Getting your Trinity Audio player ready...
|
Kuzey Ege ile Güney Marmara’nın ciğerleri olan Kazdağları’nın Çanakkale bölgesinde bulunan Kirazlı köyü mevkiinde siyanür arıtmalı altın arayan ve dağlarımızı köstebekler gibi oyan Kanadalı ALAMOS GOLD şirketinin, AKP Ankara Milletvekili sayın Asuman Erdoğan’ın eşi olup Rizeli işadamı ve son günlerde iddia edildiği gibi sayın Cumhurbaşkanı Recep Tayyip Erdoğan ile Google aramalarımızdan bir akrabalığı da olmadığını öğrendiğimiz sayın Fatih Erdoğan’ın, sahibi olduğu “PASİFİK ÇİFTAY” Şirketler Grubu ile ortaklığı olduğuna dair, CHP Genel Başkan Yardımcılarından sayın Muharrem Erkek, “T24” de (15.8.2019) yayınlanan yazısında: “….. İktidar sahipleri, SİYANÜRLE ALTIN madenciliğini savunuyor” diyen CHP’li sayın Muharrem Erkek: “… hükümet milletvekilleri altın şirketlerinin tarafında. Kulakları var duymuyorlar, gözleri var görmüyorlar. Çünkü altın Şirketleriyle kol kola girmiş durumdalar. Kazdağları, ‘enkaz dağları’ olursa geleceğimizi kaybederiz. …” değerlendirmelerinde bulunuyor.

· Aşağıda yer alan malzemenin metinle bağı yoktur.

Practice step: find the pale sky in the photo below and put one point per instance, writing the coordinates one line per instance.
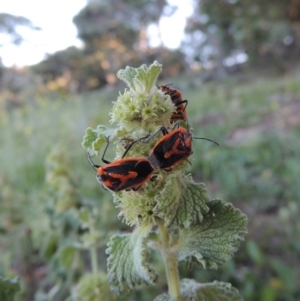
(58, 32)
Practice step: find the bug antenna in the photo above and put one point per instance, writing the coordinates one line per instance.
(88, 156)
(207, 140)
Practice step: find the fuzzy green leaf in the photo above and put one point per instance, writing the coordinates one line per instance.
(68, 253)
(181, 202)
(214, 291)
(213, 241)
(164, 297)
(140, 79)
(127, 264)
(8, 288)
(94, 139)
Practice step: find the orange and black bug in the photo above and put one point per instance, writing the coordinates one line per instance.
(172, 148)
(176, 97)
(122, 174)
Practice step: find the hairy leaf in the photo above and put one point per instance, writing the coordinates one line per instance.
(140, 79)
(218, 291)
(164, 297)
(181, 202)
(213, 241)
(127, 264)
(94, 139)
(8, 288)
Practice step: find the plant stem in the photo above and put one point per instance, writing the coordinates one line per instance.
(93, 249)
(170, 260)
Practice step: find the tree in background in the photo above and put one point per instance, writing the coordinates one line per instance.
(114, 35)
(267, 31)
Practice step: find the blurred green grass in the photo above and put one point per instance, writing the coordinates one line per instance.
(257, 124)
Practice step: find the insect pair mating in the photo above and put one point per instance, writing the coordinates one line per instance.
(131, 173)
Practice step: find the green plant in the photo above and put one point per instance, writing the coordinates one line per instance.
(171, 214)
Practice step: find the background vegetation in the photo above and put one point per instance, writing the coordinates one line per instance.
(55, 220)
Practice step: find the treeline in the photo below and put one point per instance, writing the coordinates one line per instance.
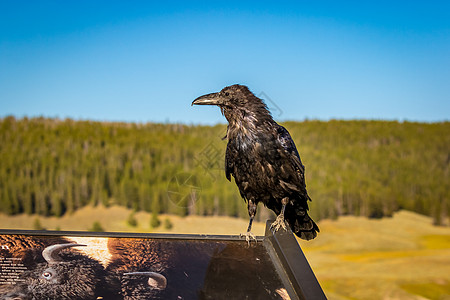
(368, 168)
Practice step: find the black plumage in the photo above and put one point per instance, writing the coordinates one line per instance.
(263, 159)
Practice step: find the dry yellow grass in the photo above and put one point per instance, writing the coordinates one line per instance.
(404, 257)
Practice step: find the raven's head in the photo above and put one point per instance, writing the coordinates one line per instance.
(237, 103)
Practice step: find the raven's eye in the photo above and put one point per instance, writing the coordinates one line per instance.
(47, 275)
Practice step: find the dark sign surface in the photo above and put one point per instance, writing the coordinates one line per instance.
(74, 265)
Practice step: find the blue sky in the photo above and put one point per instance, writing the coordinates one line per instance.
(143, 61)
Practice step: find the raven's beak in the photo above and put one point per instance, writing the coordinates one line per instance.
(209, 99)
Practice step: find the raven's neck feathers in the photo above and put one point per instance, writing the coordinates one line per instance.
(244, 121)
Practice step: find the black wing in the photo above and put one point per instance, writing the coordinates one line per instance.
(291, 153)
(229, 162)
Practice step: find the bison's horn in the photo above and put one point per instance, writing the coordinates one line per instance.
(51, 253)
(155, 280)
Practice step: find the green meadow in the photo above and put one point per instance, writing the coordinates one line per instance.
(402, 257)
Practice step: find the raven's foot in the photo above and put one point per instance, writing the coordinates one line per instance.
(279, 222)
(249, 236)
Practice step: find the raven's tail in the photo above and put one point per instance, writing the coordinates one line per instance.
(301, 223)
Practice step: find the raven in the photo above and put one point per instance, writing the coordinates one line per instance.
(263, 160)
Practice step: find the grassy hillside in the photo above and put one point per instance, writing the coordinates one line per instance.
(403, 257)
(365, 168)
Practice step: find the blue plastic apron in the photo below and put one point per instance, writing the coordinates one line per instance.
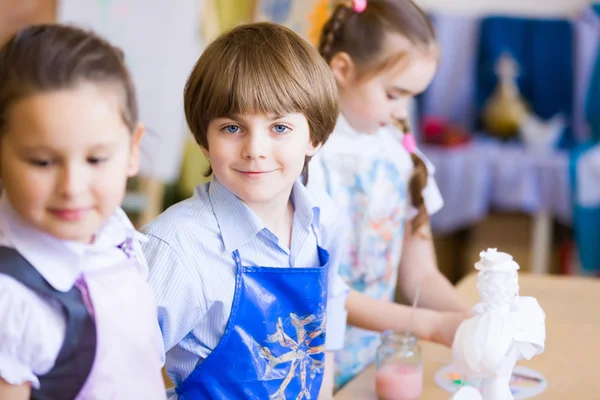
(274, 343)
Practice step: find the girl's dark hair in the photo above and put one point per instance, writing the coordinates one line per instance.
(43, 58)
(362, 36)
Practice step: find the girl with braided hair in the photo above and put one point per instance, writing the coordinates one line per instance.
(382, 53)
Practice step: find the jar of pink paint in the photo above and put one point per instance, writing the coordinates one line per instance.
(399, 366)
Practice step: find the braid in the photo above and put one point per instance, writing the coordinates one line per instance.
(417, 183)
(331, 28)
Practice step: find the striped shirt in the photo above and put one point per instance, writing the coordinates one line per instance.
(192, 270)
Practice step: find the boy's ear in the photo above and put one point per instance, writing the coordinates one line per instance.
(343, 68)
(312, 150)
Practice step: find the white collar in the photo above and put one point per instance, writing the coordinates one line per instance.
(59, 261)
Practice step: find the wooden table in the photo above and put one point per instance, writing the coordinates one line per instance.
(571, 361)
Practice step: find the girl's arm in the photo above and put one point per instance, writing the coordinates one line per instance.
(14, 392)
(418, 265)
(378, 315)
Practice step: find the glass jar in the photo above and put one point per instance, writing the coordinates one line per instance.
(399, 367)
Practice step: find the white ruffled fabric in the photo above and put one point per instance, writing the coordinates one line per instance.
(483, 342)
(32, 333)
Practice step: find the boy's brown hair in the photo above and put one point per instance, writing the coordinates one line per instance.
(259, 69)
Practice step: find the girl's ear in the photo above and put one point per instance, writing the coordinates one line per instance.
(134, 153)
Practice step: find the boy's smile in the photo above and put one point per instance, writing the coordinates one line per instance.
(259, 157)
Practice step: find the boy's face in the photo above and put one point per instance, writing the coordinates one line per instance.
(259, 157)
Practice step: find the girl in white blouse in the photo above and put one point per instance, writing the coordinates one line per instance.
(382, 53)
(78, 318)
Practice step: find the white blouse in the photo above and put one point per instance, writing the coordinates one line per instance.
(33, 326)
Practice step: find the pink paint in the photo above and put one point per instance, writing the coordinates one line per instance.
(399, 382)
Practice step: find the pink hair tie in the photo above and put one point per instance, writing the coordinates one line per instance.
(359, 6)
(408, 141)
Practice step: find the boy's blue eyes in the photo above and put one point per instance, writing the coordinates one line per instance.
(279, 129)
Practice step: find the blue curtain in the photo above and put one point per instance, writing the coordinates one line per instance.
(543, 50)
(586, 220)
(592, 109)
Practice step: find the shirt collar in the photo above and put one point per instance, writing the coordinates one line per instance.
(59, 261)
(306, 210)
(238, 223)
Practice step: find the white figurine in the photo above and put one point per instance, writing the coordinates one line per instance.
(467, 393)
(505, 329)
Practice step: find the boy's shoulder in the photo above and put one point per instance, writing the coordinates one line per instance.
(191, 218)
(328, 216)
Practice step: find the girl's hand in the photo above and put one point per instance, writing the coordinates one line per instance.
(446, 326)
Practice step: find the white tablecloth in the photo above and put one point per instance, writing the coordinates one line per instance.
(487, 174)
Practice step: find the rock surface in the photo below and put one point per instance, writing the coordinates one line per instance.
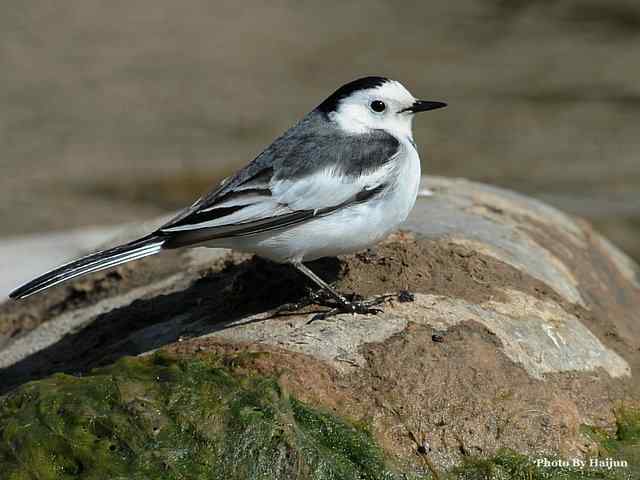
(524, 327)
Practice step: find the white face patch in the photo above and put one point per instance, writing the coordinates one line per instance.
(376, 108)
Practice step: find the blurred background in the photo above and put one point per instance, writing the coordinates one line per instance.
(118, 111)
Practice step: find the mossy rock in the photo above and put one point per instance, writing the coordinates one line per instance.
(164, 418)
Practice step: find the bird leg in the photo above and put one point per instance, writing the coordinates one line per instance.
(340, 304)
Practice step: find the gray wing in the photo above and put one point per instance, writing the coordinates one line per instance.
(313, 169)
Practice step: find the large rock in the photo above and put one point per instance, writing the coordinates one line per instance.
(524, 328)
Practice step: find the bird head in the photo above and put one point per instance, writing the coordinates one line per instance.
(375, 103)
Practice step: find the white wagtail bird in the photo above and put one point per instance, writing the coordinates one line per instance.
(339, 181)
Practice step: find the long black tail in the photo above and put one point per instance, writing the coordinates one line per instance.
(143, 247)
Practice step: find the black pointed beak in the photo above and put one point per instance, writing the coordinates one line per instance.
(423, 106)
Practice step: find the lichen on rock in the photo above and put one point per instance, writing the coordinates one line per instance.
(161, 417)
(524, 327)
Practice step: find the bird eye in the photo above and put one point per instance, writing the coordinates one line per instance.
(378, 106)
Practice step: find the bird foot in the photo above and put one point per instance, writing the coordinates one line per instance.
(361, 306)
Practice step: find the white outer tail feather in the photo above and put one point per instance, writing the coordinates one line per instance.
(91, 263)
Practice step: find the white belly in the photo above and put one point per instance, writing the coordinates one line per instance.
(344, 231)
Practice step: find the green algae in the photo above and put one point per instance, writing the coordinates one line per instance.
(165, 418)
(210, 418)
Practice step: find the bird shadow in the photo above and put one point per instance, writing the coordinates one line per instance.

Bir ağaç dalının kasten karılması ceza ile sonuçlandıran ülkelerin altın arama şirketleri kendi ülkelerinde siyanür zehiri ile altın arayamadıklarını bildiğimiz halde, bu şirketler gelişmemiş veya ülkemiz Türkiye gibi gelişmekte olan yoksul ülkelerde altın aramaları düşündürücü değil midir?
Sayın Fatih Erdoğan: “Kanadalı ALAMOS GOLD Altın Şirketi ile ortaklığım yok” diyor.
Bu açıklama doğru da olabilir.
Bu altın arama işi yeni şirketlere devredilmiş, bu siyanür ile altın arama işi el değiştirmiş ve Kazdağları’ndaki doğa katliamlarına yeni şirketler de katılmış olabilir.
Çünkü bu soygun ve doğa katliamlarında şirketler, hedefi – resmî küçültmek için, işlerini sık sık bir birlerine devrederler.
Bence konunun, sadece Kazdağılarının çevresinde değil de; Güney Marmara ile Kuzey Ege bölgelerinde bulunan Belediye Kurumları ile yörelerin STK’ları tarafından araştırılması ve de sadece araştırılma ile kalınılmaması, temel olarak Kazdağılarımızın eko sisteminin korunması amacı ile altın aramanın durdurulması için her türlü yasal girişimlerde bulunulmasını, üç bin km uzakta yaşayan o yöre insanlarından biri olarak bekliyor ve de diliyorum.
Ben de 1990’lı yıllarda Bergama’daki siyanür ile altın aramada, yöre insanları ile konu üzerinde dönem dönem dayanışmalı ilişkide olduğum gibi, pek çoğumuzun Bergama’nın Ovacık köyündeki ve sık sık el değiştiren altın Madenin havuzlarından buharlaşıp, yöreye yağmur olarak inen ve toprağın verimini azaltan siyanürü anımsayacaktır.
O günlerde sık sık el değiştirip, kimi dava edeceğinizi bilemeyeceğiniz, şekilde, yerlilerimizin de işbirlikçisi olduğu yabancı şirketler; yöreyi “çöplüğe” çevirdikleri halde “Hiç siyanür kullanmadıklarını” yaptıkları açıklamalarda iddia dahi etmişlerdi.
Buradan Kazdağı Efeleri’ne de sesleniyor ve herkese; ciğerlerine soluyacakları bol temiz hava nefesli sağlıklar diliyorum.